As we can see, the number of fire cases is 45.4% of the samples, and non-fire fire represent approximately 54.6% of the pieces.
Input-target correlations
Finally, the input-target correlations might indicate what factors most influence fires.
Here, the different variables are a little correlated. Indeed, a forest fire depends on many factors simultaneously.
3. Neural network
The second step is to set a neural network representing the classification function.
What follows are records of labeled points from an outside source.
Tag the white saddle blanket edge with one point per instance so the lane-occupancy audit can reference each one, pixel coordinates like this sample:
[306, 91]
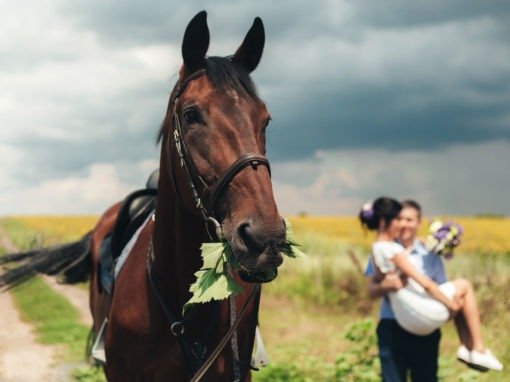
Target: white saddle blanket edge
[127, 249]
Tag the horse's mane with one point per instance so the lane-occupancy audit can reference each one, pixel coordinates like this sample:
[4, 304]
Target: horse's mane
[224, 74]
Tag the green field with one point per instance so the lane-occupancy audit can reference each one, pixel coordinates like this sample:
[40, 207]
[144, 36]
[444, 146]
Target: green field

For this class of applications, the neural network is composed of:
- Scaling layer.
- Perceptron layers.
- Probabilistic layer.
Scaling layer
The scaling layer stores the input statistics from the data file and the chosen scaling method.
In this case, the min–max method is used, though mean–std scaling would give similar results.
Dense layers
The number of perceptron layers is 1. This perceptron layer has 8 inputs and 8 neurons.
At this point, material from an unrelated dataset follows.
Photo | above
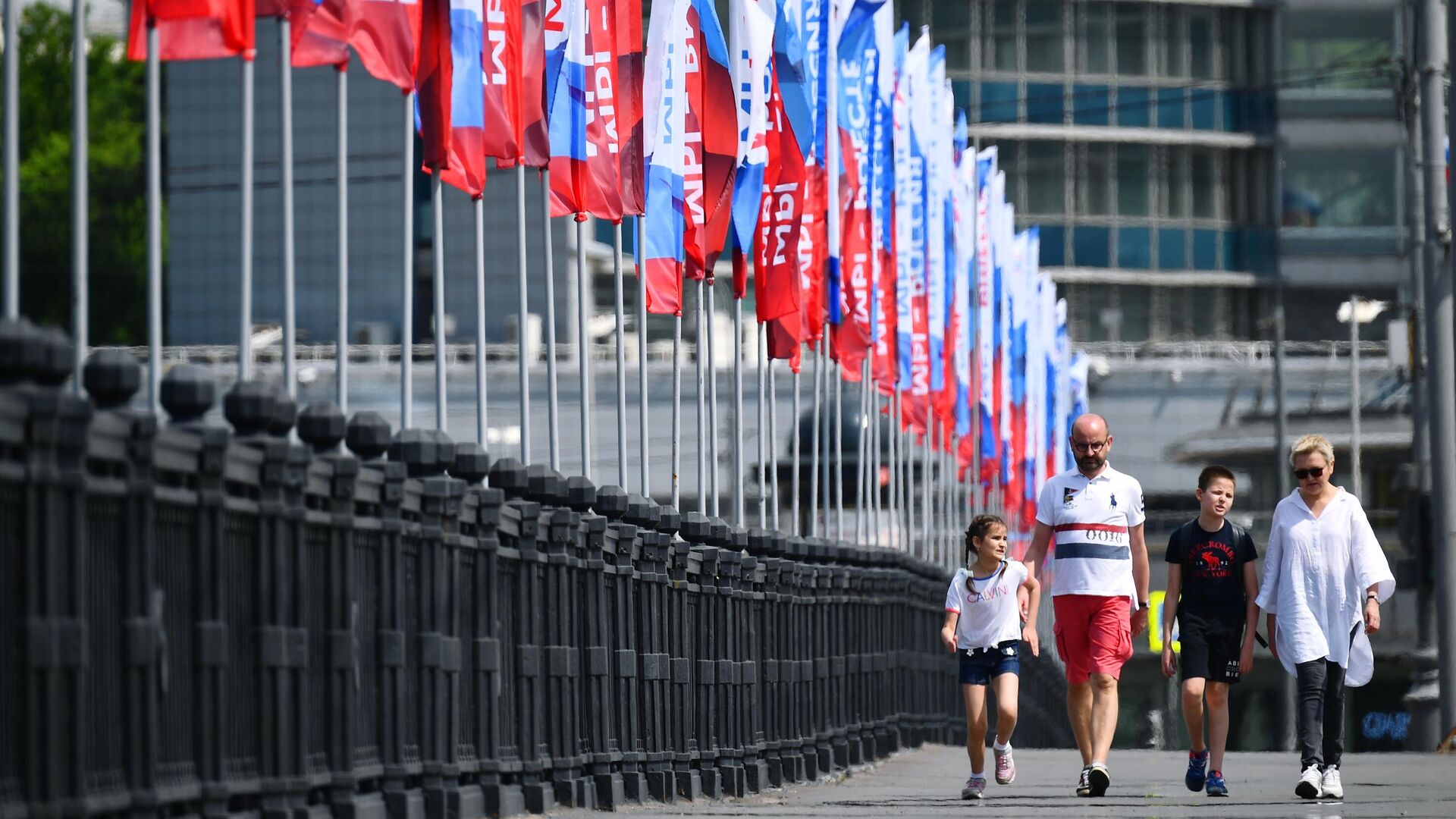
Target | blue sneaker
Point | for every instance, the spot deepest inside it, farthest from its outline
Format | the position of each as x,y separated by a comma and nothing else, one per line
1197,764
Finally, we will set the binary probabilistic method for the probabilistic layer, as we want the predicted target variable to be binary.
Neural network graph
The following picture shows a graph of the neural network for this example.
The yellow circles represent scaling neurons, the blue circles perceptron neurons, and the red circles probabilistic neurons. The number of inputs is 8, and the number of outputs is 1.
4. Training strategy
The procedure used to carry out the learning process is called a training strategy. The training strategy is applied to the neural network to obtain the best possible performance. The type of training is determined by how the parameters in the neural network are adjusted.
This process is composed of two terms:
- A loss index.
- An optimization algorithm.
Loss index
The loss index that we use is the weighted squared error with L2 regularization. This is the default loss index for binary classification applications.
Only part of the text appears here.